MSPs vote to pass controversial gender reforms in Scotland
MSPs in Scotland have voted to pass controversial gender legislation that allows transgender people to self identify.
The Gender Recognition Reform (Scotland) Bill passed by 86 votes to 39 on Thursday and will remove the need for a medical diagnosis of gender dysphoria to obtain a gender recognition certificate (GRC).
It would also lower the minimum age for applicants to 16 and drop the time required for an applicant to live in their acquired gender from two years to three months – six for those aged 16 and 17 – though with a three-month reflection period.
MSPs had undertaken an intense debate on the issue this week, spending more than 24 hours in the consideration of amendments and final vote.
The passage was marred by protests, as opponents of the legislation interrupted proceedings as Social Justice Secretary Shona Robison brought the debate to a close, and other shouted "shame on you" from the public gallery after the final vote.
Opponents of the legislation have questioned its potential impact on women and girls, particularly in relation to single sex spaces, while the Scottish Government has said little will change.
The new law has caused rebellions across the chamber, with SNP MSPs announcing before the vote they would defy the whip, while Scottish Tory Jamie Greene dissented from his party’s view, although the Tories were given a free vote on the issue.
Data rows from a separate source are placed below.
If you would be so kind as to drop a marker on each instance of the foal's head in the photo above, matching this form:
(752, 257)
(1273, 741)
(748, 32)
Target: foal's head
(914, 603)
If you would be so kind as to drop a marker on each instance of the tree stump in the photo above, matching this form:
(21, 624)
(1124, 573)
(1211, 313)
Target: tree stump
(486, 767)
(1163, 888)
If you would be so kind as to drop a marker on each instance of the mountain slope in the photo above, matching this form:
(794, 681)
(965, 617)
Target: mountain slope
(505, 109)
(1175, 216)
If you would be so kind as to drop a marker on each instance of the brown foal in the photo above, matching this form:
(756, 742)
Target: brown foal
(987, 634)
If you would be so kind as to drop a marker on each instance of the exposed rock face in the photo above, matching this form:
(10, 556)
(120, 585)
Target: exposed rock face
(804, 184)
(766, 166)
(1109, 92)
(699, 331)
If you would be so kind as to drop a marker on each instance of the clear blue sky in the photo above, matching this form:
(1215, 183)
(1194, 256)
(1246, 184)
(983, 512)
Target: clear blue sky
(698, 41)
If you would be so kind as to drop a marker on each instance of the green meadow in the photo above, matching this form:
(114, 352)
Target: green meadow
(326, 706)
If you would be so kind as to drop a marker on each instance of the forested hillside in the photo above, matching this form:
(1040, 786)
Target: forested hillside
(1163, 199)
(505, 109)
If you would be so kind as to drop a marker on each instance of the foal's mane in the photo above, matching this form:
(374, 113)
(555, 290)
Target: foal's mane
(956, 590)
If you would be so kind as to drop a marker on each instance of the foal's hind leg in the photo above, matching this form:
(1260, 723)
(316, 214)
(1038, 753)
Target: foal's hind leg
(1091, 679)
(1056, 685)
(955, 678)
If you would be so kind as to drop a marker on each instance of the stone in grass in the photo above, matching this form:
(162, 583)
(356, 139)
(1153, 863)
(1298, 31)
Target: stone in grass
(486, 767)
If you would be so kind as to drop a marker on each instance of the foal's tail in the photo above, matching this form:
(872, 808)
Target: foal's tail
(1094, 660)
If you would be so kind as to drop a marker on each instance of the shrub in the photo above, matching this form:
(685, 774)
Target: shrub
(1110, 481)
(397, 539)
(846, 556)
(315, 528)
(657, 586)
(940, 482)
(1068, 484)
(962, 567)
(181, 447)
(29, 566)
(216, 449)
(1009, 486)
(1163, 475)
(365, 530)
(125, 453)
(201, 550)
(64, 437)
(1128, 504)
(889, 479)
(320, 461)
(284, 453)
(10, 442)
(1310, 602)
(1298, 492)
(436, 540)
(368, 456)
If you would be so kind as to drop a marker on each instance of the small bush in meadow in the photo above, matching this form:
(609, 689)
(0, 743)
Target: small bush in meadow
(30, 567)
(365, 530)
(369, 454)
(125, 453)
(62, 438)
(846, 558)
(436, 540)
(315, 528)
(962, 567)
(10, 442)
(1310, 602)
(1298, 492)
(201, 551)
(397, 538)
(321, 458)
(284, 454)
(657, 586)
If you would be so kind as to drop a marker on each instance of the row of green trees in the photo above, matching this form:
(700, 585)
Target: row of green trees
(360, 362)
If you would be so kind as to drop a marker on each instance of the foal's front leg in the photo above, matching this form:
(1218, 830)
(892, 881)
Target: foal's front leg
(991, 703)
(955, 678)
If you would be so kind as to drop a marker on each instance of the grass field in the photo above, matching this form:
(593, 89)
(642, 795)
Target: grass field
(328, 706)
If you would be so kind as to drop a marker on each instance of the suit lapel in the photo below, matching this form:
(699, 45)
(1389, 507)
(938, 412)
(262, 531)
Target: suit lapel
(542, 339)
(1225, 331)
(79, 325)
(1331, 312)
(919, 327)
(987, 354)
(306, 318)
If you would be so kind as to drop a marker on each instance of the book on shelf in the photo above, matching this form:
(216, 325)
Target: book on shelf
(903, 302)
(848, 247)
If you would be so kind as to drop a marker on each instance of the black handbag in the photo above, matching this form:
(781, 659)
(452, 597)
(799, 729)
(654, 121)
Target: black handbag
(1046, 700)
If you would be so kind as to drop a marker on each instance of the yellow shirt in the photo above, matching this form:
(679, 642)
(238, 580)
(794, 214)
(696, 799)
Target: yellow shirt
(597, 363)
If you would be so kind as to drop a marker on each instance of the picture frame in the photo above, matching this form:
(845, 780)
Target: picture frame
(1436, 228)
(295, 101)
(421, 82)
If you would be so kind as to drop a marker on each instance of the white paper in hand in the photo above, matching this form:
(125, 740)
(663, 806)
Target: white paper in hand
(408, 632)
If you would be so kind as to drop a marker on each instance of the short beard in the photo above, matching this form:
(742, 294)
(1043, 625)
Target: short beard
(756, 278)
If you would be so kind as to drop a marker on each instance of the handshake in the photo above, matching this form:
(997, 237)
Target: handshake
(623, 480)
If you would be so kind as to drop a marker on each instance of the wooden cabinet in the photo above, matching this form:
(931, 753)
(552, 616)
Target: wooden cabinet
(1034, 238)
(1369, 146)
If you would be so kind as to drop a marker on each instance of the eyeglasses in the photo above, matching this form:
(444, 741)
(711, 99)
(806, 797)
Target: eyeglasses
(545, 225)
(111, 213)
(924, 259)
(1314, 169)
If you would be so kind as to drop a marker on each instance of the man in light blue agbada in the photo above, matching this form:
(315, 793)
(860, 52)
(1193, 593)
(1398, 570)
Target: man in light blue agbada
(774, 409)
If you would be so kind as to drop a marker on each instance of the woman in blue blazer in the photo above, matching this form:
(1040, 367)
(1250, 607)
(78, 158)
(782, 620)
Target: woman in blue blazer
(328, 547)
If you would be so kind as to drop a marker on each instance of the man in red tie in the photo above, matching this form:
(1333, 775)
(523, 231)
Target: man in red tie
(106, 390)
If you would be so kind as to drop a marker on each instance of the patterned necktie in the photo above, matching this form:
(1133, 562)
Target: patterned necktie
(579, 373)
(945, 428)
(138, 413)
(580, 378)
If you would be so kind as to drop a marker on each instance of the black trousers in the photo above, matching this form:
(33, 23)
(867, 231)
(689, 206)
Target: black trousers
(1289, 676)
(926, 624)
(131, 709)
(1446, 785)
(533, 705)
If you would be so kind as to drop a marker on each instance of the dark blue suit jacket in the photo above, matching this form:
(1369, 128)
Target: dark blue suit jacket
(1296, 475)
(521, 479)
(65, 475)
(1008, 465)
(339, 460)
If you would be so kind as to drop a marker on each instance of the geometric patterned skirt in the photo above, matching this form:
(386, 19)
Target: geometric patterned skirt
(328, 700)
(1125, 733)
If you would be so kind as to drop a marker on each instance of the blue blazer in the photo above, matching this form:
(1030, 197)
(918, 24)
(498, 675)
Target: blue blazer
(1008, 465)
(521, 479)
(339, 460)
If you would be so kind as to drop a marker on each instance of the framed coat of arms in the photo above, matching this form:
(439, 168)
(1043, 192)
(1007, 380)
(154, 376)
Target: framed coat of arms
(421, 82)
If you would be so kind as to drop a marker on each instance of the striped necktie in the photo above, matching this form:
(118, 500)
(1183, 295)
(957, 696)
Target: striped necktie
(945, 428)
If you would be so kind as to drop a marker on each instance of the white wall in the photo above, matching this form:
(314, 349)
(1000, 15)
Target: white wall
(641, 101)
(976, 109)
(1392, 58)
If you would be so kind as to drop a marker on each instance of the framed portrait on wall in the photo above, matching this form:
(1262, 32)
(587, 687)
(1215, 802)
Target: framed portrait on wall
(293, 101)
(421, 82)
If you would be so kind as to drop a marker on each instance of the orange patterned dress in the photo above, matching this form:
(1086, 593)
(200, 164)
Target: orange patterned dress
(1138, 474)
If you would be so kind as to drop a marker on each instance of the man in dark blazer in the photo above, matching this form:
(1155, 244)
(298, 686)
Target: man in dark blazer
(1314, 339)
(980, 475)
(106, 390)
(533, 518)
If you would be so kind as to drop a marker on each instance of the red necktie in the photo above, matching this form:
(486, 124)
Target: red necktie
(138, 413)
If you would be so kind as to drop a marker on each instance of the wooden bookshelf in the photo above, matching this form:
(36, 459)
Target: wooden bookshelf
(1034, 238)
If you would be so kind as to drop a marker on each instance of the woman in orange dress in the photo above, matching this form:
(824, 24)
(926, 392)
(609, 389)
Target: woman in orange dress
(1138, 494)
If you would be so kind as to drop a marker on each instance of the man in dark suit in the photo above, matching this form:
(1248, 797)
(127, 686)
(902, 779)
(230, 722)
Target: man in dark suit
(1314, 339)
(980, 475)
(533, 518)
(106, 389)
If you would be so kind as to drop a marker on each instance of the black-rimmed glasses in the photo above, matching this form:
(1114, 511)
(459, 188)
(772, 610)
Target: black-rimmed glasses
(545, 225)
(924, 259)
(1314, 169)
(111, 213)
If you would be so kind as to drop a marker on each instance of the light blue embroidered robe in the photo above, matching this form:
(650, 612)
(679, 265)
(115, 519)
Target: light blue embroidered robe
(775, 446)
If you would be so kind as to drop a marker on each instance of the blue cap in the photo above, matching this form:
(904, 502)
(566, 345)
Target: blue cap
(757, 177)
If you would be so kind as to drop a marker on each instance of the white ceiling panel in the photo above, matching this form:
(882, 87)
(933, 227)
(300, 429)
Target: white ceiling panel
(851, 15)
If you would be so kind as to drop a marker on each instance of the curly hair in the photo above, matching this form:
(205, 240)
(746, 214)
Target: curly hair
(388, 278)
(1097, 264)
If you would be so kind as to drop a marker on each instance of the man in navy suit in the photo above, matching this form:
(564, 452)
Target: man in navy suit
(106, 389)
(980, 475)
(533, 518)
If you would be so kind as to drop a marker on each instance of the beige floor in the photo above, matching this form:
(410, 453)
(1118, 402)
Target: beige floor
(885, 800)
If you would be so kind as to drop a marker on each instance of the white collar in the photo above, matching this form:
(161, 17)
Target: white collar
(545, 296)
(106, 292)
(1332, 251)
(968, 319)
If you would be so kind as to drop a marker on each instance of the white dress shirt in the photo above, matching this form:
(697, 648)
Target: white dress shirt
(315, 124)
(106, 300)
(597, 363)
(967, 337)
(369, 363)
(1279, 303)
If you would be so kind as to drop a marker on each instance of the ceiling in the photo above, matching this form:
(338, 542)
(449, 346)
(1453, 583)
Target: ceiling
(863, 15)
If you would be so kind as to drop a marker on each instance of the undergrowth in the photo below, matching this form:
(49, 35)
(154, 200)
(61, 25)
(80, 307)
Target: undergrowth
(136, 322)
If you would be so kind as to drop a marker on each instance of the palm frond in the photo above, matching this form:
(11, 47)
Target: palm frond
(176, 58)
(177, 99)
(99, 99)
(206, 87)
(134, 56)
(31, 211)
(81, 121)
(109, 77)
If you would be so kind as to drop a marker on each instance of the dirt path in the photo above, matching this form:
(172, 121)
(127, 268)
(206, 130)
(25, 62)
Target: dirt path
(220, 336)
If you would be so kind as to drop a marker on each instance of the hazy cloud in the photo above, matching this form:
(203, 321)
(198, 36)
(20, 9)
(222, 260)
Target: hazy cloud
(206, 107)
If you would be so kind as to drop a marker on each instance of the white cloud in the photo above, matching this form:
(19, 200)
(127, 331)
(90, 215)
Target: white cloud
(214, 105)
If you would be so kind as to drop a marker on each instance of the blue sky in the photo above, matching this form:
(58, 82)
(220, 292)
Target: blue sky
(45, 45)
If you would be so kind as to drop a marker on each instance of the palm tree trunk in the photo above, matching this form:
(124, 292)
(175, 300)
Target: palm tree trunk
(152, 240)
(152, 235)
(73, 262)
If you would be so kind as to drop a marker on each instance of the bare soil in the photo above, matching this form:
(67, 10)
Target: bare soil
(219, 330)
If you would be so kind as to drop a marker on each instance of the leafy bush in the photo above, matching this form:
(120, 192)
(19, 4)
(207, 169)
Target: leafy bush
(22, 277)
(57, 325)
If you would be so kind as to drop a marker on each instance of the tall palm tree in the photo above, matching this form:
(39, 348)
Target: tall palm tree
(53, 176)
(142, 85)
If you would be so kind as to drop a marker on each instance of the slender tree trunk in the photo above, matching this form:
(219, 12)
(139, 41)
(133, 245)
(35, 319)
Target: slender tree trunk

It is also understood some Labour opponents to the Bill were allowed to miss the vote.
But the passage of the Bill does not clear its path to the statute book, with Scottish Secretary Alister Jack now able to legally challenge the law if he believes it impacts on the UK, while private groups are also able to take legal action should they wish.
UK equalities minister Kemi Badenoch has raised concerns about the impact of the Bill on the rest of the country.
Speaking in the final debate on the Bill on Thursday, Ms Robison said: "Every party in this chamber except one made a clear commitment to the reforms set out in this Bill at the last Scottish election, and at the one before that it was all parties.
"Members from all parties in this chamber voted to support the general principles of the Bill at stage one.
"At this final stage, I urge all members to vote in favour of these important reforms and for the Bill, I move the motion in my name.
"Trans rights are not in competition with women’s rights, and as so often before, we can improve things for everyone when those discriminated against act as allies, not opponents."
But Scottish Conservative MSP Rachael Hamilton said the Bill "has shown this Parliament at its worst".
She added: "In the rush to make the process a little easier for trans people, the Government is making it easier for criminal men to attack women. That’s the problem here."
Ms Hamilton said the Bill – which she claimed would be a "legacy issue for the First Minister" – would "let criminal men exploit the system" and put women at risk in single-sex spaces.
The Equality Act features exemptions for single-sex spaces where trans people can be excluded in certain circumstances – exemptions Ms Robison has said will not change.
Ms Hamilton went on to claim that "society as a whole" is at risk from the Bill, adding: "While most of us across Scotland are good, decent, reasonable people, rapists are not, sex offenders are not, it is ignorant in the extreme to believe that they will not take advantage of loopholes that are ripe for exploitation."
Labour’s Pam Duncan-Glancy said the legislation provides MSPs with "one of those rare moments… where we all have a real opportunity to improve lives and directly tackle inequality".
She said the Bill will help "society to accept them (trans people) and to support them to be their best selves, without barriers or additional costs or medicalisation".
She insisted: "I believe strongly the reform we will vote for today has been a long time coming, and that is why changing the current onerous, lengthy and invasive process of legal gender recognition has always been so important to me."
MSPs spent 24 hours this week debating it after two marathon sessions considering amendments on Tuesday and Wednesday – with the latter finishing at 1.15am on Thursday.
The Tories have been accused of an attempt to filibuster the legislation, proposing numerous points of order and forcing almost all amendments to votes that were sometimes not required.